Bratt: Não me pareces muito bem quando demoras duas horas a responder a uma mensagem bastante simples.

Eu: Estava a dormir.

Bratt: Foste dormir ás duas da tarde?

Eu: Isso mesmo.

Bratt: Por alguma razão em específico?

Eu: Sono?

Bratt: Boa tentativa, mas achava que mentias melhor.

Eu: Tou a falar a sério.

Bratt: Pois também eu.

Eu: Vá, a sério. Juro que está tudo bem e que tinha apenas sono.

Bratt: Se tu o dizes.

  Deixei esta mensagem apenas como vista, não tinha nada a acrescentar e tinha medo que se dissesse alguma coisa a minha mentira fosse pelo ar então o melhor é manter as águas calmas entre mim e ele.
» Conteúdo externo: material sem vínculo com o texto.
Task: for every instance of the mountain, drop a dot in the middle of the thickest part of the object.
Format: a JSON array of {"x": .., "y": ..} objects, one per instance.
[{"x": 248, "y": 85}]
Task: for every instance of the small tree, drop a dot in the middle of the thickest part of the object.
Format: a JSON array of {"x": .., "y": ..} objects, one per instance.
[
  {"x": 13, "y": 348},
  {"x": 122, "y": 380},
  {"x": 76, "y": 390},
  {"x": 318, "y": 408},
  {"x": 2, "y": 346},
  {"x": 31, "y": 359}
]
Conhecemo-nos á muito pouco tempo, ele não tem que saber da minha ansiedade, nem de nenhum dos meus outros "dramas" (como muita gente lhes chama), porque talvez, só talvez, se eu lhe dissesse ele me visse de outra forma e me tratava de outra forma, como se eu fosse um cão abandonado, ia ter pena de mim e eu não quero isso, eu quero que me vejam como uma pessoa feliz, ativa e com um sorriso contagiante, quero que me vejam o lado bom, o meu lado em que finjo ser quem eu gostava de ser, porque no fundo sei que nunca serei essa pessoa.

  Peguei nos  cereais e coloquei-os numa taça, depois juntei o leite e levei a taça para a mesa. Pus uma série a reproduzir no meu telemóvel e comi os meus cereais enquanto assistia, como as crianças fazem para se portarem bem e comerem tudo. Eu acho que no fundo gostava de ser uma criança, gosto de desenhar sem regras, de ter tempo livre para fazer o que quero, de sonhar e acreditar que no futuro tudo se pode realizar e que os meus problemas desaparecem como que por magia. Mas não é assim que funciona, e descobres que já não és uma criança quando percebes isto. E então a minha cabeça começou a pensar no Lucas, na eventualidade dele voltar, do que seria se não tivesse acabado, teria alguma vez eu sentido os lábios dele nos meus, ou os braços dele em meu redor? Fui só eu que senti, ou ele em algum momento também sentiu as borboletas no estômago, e os sinais das estrelas, todos os impulsos do Universo que eu senti. Ele também os sentiu?